Así que a los israelíes, de derechas y de izquierdas, les llevan todos los demonios que nosotros, los europeos, los expedidores de los auténticos certificados democráticos king size o extra luxury’, miremos con lupa todas sus acciones, pasemos por alto todos los abusos anti democráticos de los dirigentes palestinos y nos comportemos como si nos importara una higa que las mujeres palestinas vivan sojuzgadas mientras las cómicas españolas se iban a fotografiar con Arafat.
La paz es posible
Pero no solo los israelíes. Hay palestinos con nacionalidad israelí, como el comerciante Anuar S. o el taxista Ahmed J. nos dicen con la boca pequeña (y por separado) que ellos lo que quieren es que acabe la violencia, y que si participan en movilizaciones o actos de la intifada es porque si no serán represaliados por los islamistas. “Queremos trabajar y mejorar, y que nuestros hijos tengan futuro”’, dice Anuar, que bien podría ser habitante de Nazaret, donde árabes y judíos coexisten desde 1948. O de la laureada Nevé Shalom (Oasis de Paz), una villa cooperativista situada entre Jerusalén y Tel Aviv que visitamos para comprobar la ejemplar convivencia entre 50 familias, la mitad judíos y la otra palestinos, y de la que se han hecho lenguas desde Hillary Clinton al líder palestino Faisal al-Husseini, pasando por el Premio Nobel Elie Wiesel o el escritor marroquí Taher Ben Jalún.
El amor a la vida
Tan ejemplar como Nevé Shalom, pero en otro ámbito, fue que durante las décadas de los ’70, ’80 y ’90 ingresaran cada día en Israel 150.000 palestinos para trabajar. Naturalmente, Europa siempre exigió que Israel empleara mano de obra palestina, pero nunca pidió lo mismo de Jordania y Egipto, igualmente limítrofes con los palestinos, de quienes son hermanos de sangre y de religión. Eso sí, si les daban trabajo se criticaba a los judíos por tener colapsados en las colas fronterizas a los pobres palestinos, pero si no se lo daban, entonces Israel era un país sin entrañas.

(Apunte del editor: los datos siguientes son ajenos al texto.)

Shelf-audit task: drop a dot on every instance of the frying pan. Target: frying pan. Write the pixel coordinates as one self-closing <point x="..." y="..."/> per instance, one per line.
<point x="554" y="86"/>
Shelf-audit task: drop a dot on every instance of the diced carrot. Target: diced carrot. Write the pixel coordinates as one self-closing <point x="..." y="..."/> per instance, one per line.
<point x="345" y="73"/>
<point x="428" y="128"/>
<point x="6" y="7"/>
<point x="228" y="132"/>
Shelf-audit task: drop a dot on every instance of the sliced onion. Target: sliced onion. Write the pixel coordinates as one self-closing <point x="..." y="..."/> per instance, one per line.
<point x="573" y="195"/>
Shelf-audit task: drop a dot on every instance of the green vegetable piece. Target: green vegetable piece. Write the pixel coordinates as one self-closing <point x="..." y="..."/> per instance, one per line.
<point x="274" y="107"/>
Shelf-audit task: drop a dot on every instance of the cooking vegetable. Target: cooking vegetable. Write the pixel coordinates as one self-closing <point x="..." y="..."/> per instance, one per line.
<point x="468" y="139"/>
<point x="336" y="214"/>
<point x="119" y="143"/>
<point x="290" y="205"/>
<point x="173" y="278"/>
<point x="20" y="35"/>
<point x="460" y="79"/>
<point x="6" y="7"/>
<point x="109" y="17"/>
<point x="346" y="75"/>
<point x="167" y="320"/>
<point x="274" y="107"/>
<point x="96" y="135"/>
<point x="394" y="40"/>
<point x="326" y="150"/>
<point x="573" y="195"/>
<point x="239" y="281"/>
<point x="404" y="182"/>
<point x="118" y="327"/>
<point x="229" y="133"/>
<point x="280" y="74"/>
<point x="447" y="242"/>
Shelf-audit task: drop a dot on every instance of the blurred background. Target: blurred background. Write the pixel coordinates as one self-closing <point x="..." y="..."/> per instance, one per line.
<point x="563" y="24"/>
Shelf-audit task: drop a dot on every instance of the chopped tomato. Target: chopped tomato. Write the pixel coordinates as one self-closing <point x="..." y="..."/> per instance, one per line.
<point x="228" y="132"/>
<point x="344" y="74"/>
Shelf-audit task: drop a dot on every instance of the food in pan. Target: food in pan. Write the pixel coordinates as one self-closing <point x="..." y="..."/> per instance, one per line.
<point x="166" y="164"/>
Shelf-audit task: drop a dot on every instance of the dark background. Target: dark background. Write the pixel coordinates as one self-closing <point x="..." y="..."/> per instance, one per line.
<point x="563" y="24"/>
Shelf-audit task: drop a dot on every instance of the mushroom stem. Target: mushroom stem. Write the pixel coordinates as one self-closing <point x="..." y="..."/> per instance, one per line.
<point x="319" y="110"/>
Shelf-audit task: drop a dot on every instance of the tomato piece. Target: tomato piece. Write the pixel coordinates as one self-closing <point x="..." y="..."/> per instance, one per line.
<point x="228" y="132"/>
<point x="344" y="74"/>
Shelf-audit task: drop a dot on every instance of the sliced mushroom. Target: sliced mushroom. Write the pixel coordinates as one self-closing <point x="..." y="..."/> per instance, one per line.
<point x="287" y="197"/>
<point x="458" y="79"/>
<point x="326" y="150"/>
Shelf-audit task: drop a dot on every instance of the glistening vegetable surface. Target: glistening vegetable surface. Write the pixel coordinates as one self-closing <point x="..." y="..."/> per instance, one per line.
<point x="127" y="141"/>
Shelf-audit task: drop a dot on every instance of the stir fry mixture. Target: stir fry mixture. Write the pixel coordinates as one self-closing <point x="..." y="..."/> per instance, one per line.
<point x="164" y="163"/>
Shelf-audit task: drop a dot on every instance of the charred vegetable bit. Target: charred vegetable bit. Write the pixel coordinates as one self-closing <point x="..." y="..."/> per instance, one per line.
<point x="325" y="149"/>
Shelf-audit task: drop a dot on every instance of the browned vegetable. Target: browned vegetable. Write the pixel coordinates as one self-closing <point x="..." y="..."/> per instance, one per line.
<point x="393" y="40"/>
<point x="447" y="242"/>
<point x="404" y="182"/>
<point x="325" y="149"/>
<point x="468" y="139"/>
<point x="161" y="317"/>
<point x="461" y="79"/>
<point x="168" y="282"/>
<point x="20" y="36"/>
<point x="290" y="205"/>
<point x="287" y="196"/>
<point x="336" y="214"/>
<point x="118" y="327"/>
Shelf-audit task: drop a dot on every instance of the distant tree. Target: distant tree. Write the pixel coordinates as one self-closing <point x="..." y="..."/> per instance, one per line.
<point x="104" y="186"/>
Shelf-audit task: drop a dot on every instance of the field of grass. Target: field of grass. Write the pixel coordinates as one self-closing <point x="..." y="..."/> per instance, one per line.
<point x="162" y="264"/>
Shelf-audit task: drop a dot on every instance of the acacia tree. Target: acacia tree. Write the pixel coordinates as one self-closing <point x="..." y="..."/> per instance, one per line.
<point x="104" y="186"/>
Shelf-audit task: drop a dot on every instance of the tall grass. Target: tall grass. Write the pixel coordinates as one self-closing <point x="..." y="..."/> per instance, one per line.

Lejos de ser un país malvado, pudimos visitar el Hospital Hadassa, donde los médicos tratan por igual a víctimas y a verdugos. A personas heridas en un atentado y al terrorista que las atacó. Fue así como supimos que para un israelí, o al menos para un judío, lo importante es, siempre, la vida. Porque salvar una vida es salvar al mundo.
Y nos impresionó, vaya si no, lo que está haciendo la red de voluntarios más grande de Israel en cuestión de servicios de asistencia y cuidados en el hogar, a través de Yad Sará. Impresionante. Una institución que no recibe ayuda del Estado y que le ahorra 300 millones de dólares en costes de internamiento hospitalario y cuidados intensivos.
Así que, visto lo visto y vivido lo vivido, uno se vuelve con la sensación de que acaba de conocer de primera mano todo lo que nunca le contaron sobre Israel y ni siquiera se podía imaginar.
*El autor es licenciado en Ciencias de la Información (Periodismo) por la Universidad de Navarra (1978) y está haciendo un doctorado en Ciencias de la Información en las Universidades Complutense (Madrid) y de Vigo.
Fue redactor y director en medios de prensa, escribió numerosos artículos y varios libros. Últimamente se publicaron sus obras “La Correspondencia Gallega”, “El desastre del ’98”’ y “Abreviatura”’.
Es uno de los fundadores y primer secretario general de la Asociación Gallega de Amistad con Israel.